A Changing Skyline
The wind was not cooperating. The sun was bright and the air was warm, but that wind was coming from the North and bringing the edge of Canadian cold down with it. She curled deeper into her coat and wished she had something thicker underneath it, something other than that thin T-shirt. The wind never felt like this in Alabama.
“I had no idea it would be this cold,” Savannah muttered.
“Enjoy it while you can,” Adrian told her. “You’ll be wishing you were back in New York when we get home and that southern humidity cranks up.”
They were walking down an avenue that was probably famous. It seemed everything in New York City was famous for one thing or another. He had his hands in his pockets and his head bowed to the wind. She had her arm looped through his and she was watching the world go by. They were ignored with the exception of the occasional stern-faced businessman who sped around them with a look of annoyance. They walked too slowly for this world.

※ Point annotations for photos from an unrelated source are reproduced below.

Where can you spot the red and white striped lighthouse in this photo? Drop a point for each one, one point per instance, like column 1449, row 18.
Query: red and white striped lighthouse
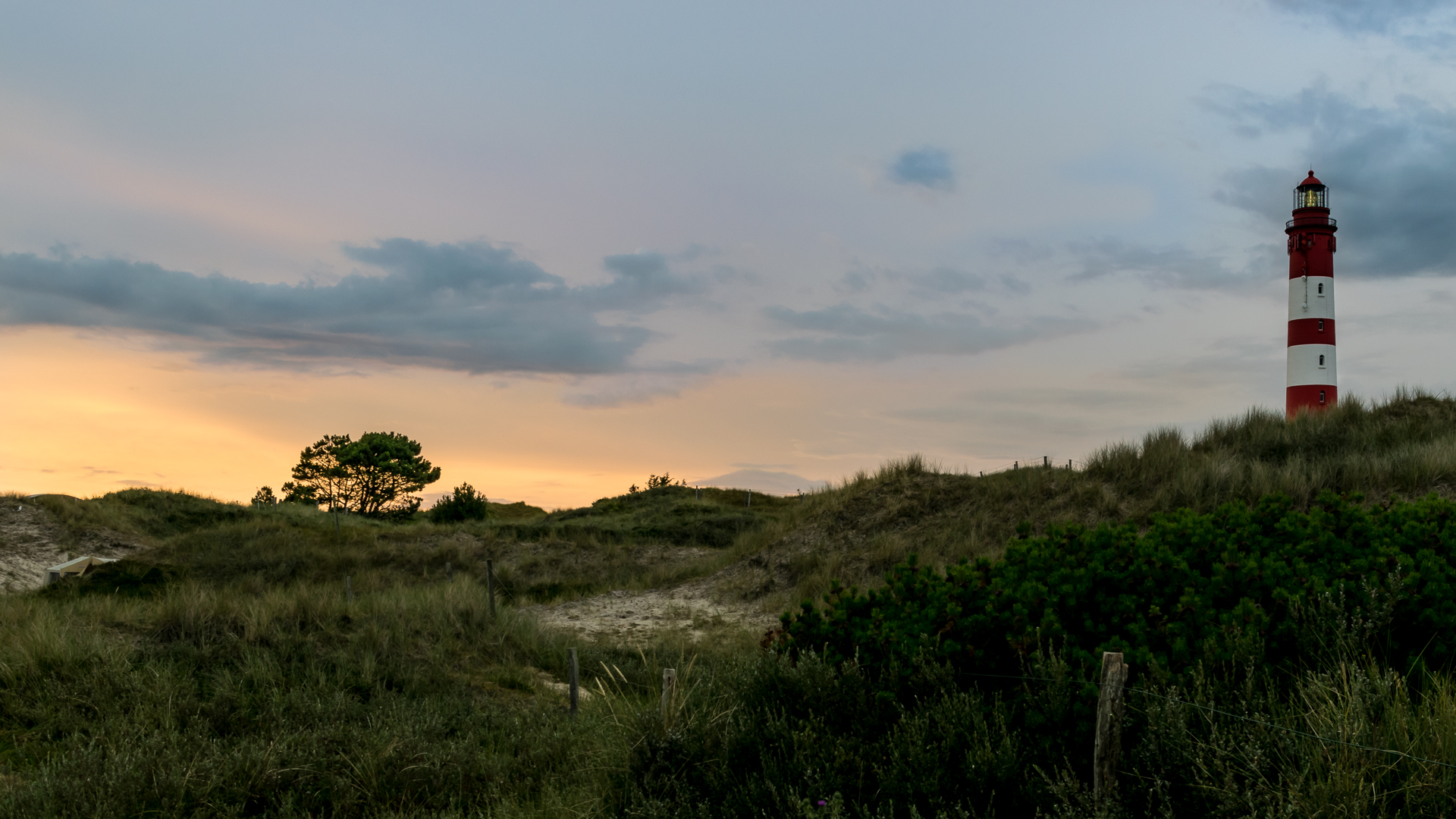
column 1310, row 372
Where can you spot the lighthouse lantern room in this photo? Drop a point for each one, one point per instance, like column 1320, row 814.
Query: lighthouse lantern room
column 1310, row 369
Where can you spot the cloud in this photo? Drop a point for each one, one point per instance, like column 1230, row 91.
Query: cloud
column 1360, row 17
column 948, row 280
column 1171, row 267
column 1388, row 168
column 460, row 306
column 927, row 167
column 845, row 333
column 764, row 482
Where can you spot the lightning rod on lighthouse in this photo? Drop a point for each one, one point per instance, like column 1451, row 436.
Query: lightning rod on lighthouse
column 1310, row 369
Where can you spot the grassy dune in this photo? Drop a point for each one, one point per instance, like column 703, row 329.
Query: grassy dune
column 226, row 672
column 1404, row 447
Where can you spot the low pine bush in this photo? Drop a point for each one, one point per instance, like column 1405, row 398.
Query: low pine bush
column 463, row 503
column 1245, row 582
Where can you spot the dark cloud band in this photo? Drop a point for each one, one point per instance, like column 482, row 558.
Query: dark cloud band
column 1388, row 168
column 843, row 333
column 462, row 306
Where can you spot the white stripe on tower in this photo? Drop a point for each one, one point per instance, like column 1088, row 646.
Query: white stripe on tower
column 1310, row 381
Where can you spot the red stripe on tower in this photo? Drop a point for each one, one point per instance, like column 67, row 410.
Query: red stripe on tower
column 1310, row 369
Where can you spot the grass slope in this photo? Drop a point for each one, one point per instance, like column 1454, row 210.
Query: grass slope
column 228, row 672
column 1404, row 447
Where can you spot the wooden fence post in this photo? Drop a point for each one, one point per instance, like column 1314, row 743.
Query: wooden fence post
column 669, row 684
column 490, row 585
column 1109, row 726
column 573, row 679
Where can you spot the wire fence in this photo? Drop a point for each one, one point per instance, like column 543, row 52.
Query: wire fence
column 1036, row 463
column 1231, row 714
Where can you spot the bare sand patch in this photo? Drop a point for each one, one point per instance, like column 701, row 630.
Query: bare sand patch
column 625, row 617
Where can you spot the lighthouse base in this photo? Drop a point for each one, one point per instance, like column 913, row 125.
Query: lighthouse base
column 1312, row 397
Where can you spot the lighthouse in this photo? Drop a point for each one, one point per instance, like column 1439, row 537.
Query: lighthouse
column 1310, row 371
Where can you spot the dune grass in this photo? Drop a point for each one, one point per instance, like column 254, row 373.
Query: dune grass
column 242, row 681
column 210, row 700
column 854, row 532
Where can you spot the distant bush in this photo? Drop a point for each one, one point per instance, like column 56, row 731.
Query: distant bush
column 463, row 503
column 1238, row 583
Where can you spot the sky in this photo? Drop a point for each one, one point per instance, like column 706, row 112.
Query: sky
column 571, row 245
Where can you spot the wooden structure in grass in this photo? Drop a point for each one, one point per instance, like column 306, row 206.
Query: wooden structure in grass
column 73, row 569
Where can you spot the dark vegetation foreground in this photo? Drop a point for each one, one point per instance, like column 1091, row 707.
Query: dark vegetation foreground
column 1283, row 592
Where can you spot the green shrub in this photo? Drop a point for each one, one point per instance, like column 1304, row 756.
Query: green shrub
column 463, row 503
column 1239, row 583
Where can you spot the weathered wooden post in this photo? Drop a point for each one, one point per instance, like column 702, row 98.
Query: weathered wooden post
column 573, row 679
column 1109, row 726
column 669, row 684
column 490, row 585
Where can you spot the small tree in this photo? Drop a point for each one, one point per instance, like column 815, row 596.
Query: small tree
column 373, row 475
column 463, row 503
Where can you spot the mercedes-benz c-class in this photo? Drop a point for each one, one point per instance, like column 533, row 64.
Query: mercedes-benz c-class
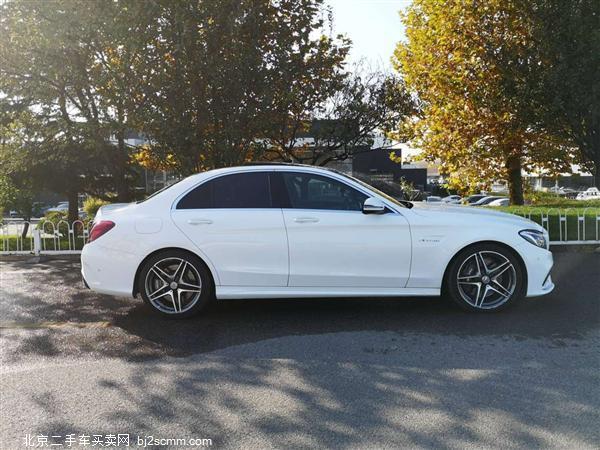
column 291, row 231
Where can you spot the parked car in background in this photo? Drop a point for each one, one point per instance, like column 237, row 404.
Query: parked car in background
column 452, row 199
column 61, row 207
column 500, row 202
column 473, row 198
column 590, row 194
column 486, row 200
column 292, row 231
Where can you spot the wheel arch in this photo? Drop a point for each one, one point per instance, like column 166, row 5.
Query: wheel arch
column 498, row 243
column 135, row 290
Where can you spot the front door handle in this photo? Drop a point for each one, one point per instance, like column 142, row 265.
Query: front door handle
column 306, row 219
column 199, row 221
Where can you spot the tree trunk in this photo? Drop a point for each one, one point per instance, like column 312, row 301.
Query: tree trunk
column 25, row 228
column 515, row 180
column 123, row 194
column 73, row 214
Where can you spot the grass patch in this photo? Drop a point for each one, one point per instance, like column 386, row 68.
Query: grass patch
column 14, row 243
column 576, row 224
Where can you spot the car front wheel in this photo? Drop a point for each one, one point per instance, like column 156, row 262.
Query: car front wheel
column 176, row 284
column 485, row 278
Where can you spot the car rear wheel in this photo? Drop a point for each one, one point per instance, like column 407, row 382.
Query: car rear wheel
column 485, row 278
column 175, row 284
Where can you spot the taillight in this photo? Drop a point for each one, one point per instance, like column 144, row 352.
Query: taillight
column 100, row 228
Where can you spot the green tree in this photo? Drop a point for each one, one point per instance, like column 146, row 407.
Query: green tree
column 471, row 64
column 68, row 62
column 345, row 121
column 220, row 75
column 566, row 37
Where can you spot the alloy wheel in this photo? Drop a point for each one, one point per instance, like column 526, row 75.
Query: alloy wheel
column 173, row 285
column 486, row 279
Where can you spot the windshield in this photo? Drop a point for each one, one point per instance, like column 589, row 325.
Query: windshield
column 402, row 203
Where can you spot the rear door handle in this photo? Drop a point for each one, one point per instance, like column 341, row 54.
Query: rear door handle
column 199, row 221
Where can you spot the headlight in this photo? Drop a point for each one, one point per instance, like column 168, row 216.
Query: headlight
column 535, row 237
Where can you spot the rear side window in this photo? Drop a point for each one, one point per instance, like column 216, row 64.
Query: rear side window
column 240, row 190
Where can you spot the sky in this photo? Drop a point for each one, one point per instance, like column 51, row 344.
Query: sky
column 373, row 26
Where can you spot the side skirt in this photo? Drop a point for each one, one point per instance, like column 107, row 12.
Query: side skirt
column 249, row 292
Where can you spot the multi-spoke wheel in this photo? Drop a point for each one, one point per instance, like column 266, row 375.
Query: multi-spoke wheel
column 485, row 277
column 175, row 283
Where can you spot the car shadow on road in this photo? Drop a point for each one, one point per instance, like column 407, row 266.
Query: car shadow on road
column 135, row 332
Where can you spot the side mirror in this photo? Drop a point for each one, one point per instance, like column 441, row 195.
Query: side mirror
column 373, row 206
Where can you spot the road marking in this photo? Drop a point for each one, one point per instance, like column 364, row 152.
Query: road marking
column 46, row 325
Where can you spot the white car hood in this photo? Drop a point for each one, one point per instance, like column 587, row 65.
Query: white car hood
column 428, row 210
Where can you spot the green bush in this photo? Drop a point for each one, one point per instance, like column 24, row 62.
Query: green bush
column 91, row 205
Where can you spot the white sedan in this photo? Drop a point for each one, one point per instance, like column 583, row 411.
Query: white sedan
column 289, row 231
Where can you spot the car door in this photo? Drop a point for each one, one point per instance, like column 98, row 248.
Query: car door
column 332, row 243
column 232, row 221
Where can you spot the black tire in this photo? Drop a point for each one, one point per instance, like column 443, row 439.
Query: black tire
column 176, row 284
column 499, row 284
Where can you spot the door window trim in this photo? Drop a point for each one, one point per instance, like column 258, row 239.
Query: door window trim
column 216, row 177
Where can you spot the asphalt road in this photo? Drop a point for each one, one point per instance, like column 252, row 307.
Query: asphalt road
column 341, row 373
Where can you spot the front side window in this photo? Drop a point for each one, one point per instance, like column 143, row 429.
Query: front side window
column 240, row 190
column 310, row 191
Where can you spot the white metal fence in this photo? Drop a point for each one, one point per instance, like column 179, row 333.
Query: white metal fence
column 566, row 227
column 43, row 237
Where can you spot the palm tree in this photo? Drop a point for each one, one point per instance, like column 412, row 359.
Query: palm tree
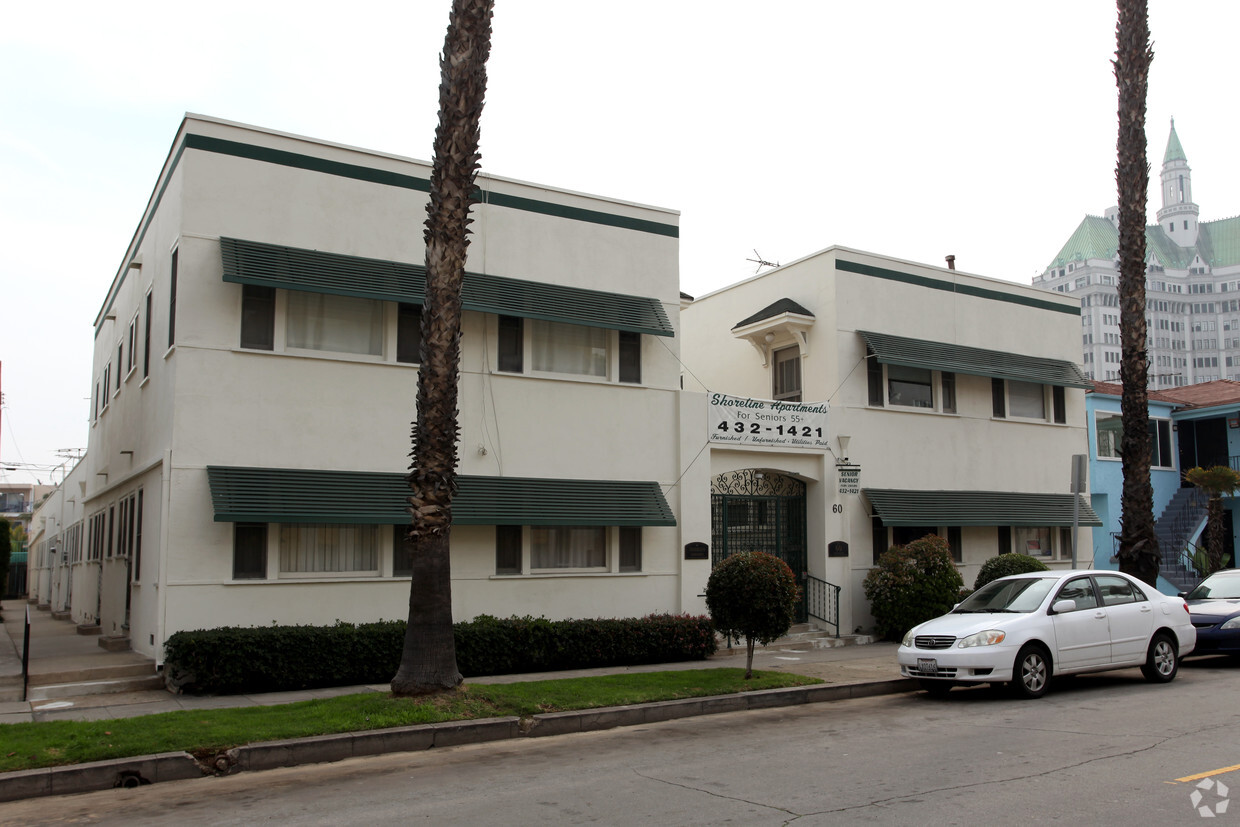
column 428, row 662
column 1217, row 482
column 1138, row 546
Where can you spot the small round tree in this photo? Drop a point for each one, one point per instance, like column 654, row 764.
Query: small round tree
column 1005, row 564
column 912, row 584
column 1217, row 482
column 752, row 595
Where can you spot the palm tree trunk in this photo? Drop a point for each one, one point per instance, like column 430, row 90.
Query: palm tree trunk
column 428, row 662
column 1138, row 546
column 1214, row 527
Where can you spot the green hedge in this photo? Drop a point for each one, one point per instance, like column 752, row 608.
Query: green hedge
column 275, row 658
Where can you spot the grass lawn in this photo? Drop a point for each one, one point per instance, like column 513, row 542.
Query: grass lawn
column 53, row 743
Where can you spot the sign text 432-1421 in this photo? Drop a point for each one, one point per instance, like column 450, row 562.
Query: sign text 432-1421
column 761, row 422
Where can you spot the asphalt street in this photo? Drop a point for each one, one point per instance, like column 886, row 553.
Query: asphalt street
column 1099, row 749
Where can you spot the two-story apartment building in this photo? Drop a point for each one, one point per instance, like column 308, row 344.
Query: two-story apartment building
column 254, row 376
column 956, row 398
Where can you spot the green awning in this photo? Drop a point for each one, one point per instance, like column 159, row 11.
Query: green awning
column 349, row 275
column 313, row 496
column 903, row 507
column 974, row 361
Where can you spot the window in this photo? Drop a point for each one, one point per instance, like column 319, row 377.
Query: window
column 909, row 386
column 1116, row 590
column 630, row 356
column 630, row 548
column 947, row 381
column 249, row 551
column 905, row 535
column 511, row 344
column 1027, row 399
column 558, row 347
column 257, row 316
column 874, row 380
column 788, row 375
column 133, row 345
column 408, row 334
column 540, row 549
column 171, row 301
column 1033, row 541
column 1079, row 590
column 955, row 543
column 146, row 340
column 318, row 549
column 319, row 321
column 568, row 547
column 507, row 549
column 402, row 558
column 1109, row 438
column 138, row 538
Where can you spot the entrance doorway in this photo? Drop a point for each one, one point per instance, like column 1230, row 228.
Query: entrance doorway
column 760, row 511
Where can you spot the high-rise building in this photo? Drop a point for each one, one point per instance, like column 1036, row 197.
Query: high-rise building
column 1192, row 285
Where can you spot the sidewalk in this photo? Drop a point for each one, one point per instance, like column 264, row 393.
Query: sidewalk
column 846, row 671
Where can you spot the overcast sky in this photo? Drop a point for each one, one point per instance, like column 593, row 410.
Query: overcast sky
column 907, row 128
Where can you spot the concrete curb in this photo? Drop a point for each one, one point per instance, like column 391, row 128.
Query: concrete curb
column 323, row 749
column 99, row 775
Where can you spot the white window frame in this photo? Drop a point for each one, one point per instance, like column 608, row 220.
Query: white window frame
column 611, row 556
column 936, row 393
column 278, row 536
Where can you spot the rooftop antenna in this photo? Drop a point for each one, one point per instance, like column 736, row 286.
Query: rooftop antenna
column 760, row 262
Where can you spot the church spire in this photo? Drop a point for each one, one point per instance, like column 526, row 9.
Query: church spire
column 1178, row 215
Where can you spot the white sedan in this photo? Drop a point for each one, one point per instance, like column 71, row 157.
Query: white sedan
column 1028, row 627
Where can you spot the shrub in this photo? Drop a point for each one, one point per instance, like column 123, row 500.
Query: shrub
column 752, row 595
column 274, row 658
column 1005, row 564
column 912, row 584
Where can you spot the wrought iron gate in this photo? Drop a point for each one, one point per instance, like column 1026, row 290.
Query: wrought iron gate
column 757, row 511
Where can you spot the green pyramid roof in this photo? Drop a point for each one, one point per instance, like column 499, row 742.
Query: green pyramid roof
column 1095, row 237
column 1174, row 151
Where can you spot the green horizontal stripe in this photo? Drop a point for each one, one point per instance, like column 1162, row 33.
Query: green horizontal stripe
column 905, row 507
column 318, row 496
column 316, row 272
column 974, row 361
column 952, row 287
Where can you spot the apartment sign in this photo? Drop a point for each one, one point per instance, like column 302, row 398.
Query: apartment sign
column 850, row 477
column 739, row 420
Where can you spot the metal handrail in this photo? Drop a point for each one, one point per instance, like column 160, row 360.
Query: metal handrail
column 25, row 657
column 822, row 601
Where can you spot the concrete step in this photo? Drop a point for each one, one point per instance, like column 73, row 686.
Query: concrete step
column 93, row 673
column 115, row 686
column 801, row 641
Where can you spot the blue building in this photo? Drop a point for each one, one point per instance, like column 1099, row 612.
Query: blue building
column 1193, row 425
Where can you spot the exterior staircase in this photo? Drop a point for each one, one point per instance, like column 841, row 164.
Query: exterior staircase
column 94, row 680
column 1182, row 518
column 799, row 637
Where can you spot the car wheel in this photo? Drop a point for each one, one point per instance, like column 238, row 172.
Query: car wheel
column 1031, row 673
column 1162, row 662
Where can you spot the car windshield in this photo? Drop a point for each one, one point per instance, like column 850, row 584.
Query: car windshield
column 1215, row 588
column 1021, row 595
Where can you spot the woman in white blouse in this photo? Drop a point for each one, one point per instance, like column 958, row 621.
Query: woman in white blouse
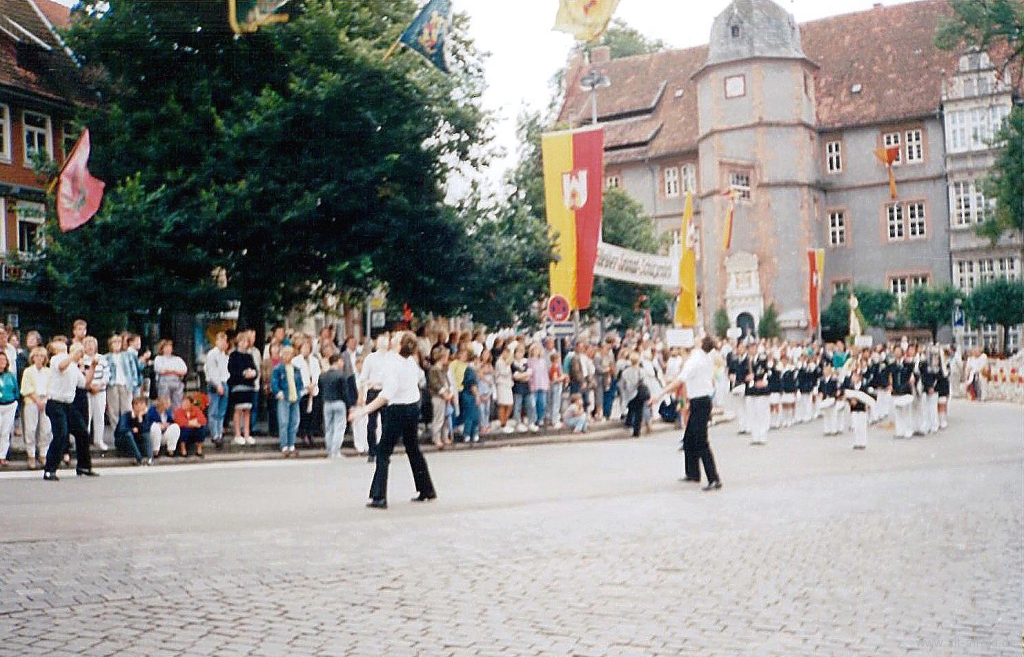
column 400, row 400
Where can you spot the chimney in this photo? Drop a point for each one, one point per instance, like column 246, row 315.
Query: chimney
column 600, row 54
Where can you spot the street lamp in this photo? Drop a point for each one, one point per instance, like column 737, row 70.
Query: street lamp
column 592, row 82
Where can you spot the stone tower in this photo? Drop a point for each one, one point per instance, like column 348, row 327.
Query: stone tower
column 758, row 136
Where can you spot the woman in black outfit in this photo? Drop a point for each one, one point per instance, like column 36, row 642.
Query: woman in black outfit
column 400, row 400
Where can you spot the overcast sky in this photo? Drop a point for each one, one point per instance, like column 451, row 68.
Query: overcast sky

“Where are we going?” she asked.
“Anywhere you can make me warm?” he chuckled, and she cuddled closer to him.
They turned the corner and there was Rockefeller Plaza. She stood at the corner and stared at the buildings, then looked up until she got dizzy. He watched her as she acclimated herself to a world so much bigger than what she was used to seeing. When she was finished looking around, her eyes met his.
“Do you remember the flight in? How we could see the skyline?”
“Yeah.”
“I saw where the Towers should have been. Did you see it?”
He nodded. People on the street minded their own business. Businessmen in suits and artists in long flowing dresses swerved in and out of each other, everyone in too much of a hurry. Savannah got bumped against Adrian over and over, even though they were standing next to a building. He wrapped his arms around her.
“I saw it,” he said. “Looking at it made me feel a little sick.”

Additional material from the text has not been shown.